How to maintain a data secure business

Press

All businesses are reliant on data so it is vital that this information is adequately protected. Not only are organisations at threat from data and ID theft but also from viruses and hackers. These threaten the operation and reputation of your business and have implications in relation to the Data Protection Act, which governs how organisations should manage and control data. Issues concerning data can be split into three categories:

Confidentiality – Organisations have a responsibility to ensure that the information they hold is used appropriately. To comply with this, businesses should allow only those who need the data to have access to it and should ensure all documentation is safely stored when not in use.

Integrity – All data held should be fit for purpose and correct. Information should only be used for the purpose it was collected and businesses have a responsibility to make sure that data is not passed to unauthorised third parties.

Availability – Data should be readily available at all times so it is vital that effective provisions for data backup are in place.

Threats – These can stem from either within or outside the business and mainly take the form of computer viruses and theft of company data.

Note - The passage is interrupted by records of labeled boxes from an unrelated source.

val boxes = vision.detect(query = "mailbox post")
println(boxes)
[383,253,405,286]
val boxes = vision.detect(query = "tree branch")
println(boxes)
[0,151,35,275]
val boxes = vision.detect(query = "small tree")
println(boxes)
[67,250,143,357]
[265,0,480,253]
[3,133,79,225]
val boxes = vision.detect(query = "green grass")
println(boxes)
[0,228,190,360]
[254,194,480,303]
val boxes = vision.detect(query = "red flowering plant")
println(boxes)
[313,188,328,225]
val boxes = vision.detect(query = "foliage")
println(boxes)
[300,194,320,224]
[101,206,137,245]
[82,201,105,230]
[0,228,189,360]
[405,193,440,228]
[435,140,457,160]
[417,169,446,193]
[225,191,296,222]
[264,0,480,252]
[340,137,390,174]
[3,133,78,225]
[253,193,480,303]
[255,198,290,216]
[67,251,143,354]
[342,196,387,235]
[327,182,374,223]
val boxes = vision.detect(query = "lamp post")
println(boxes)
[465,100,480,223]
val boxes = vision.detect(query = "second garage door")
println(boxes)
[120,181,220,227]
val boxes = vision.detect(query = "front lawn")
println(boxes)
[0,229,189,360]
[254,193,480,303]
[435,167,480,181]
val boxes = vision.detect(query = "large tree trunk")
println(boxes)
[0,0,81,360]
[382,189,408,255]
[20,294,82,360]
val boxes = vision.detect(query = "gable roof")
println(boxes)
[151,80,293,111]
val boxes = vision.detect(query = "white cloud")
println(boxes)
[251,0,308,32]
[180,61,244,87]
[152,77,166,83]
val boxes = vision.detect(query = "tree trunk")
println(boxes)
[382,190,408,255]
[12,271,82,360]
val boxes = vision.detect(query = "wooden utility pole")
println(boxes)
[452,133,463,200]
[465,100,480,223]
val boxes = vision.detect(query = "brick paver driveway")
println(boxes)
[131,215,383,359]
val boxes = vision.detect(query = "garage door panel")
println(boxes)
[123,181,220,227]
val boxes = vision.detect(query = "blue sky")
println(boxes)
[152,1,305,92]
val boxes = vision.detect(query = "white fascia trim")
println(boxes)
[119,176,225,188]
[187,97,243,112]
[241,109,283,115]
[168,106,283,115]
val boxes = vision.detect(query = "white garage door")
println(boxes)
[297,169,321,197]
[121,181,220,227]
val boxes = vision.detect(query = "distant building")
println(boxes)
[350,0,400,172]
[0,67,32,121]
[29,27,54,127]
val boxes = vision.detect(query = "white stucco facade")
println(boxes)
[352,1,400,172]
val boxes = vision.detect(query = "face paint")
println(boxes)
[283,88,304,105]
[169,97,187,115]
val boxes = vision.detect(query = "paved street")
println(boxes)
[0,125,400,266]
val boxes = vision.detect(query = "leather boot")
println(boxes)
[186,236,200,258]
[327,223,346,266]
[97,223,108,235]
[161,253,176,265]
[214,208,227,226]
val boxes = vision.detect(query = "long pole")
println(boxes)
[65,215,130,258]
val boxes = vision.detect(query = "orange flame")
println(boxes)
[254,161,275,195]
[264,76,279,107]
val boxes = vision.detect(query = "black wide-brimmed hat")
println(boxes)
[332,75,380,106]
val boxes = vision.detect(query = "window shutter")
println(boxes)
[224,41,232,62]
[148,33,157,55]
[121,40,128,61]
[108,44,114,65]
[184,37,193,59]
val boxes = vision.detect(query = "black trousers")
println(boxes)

Vulnerability – This is a weakness within the organisation which can be exploited. Businesses could be vulnerable to the following:

• Lack of security and background checks made on personnel,
• Lack of adequate virus protection software on computer systems.

Business impact – This refers to the impact that threats, combined with vulnerability, could have on an organisation. Businesses should consider the following examples of business threatening scenarios:

• Loss or theft of data, which is then acquired by competitors,
• A virus disrupts your computer system, corrupting data.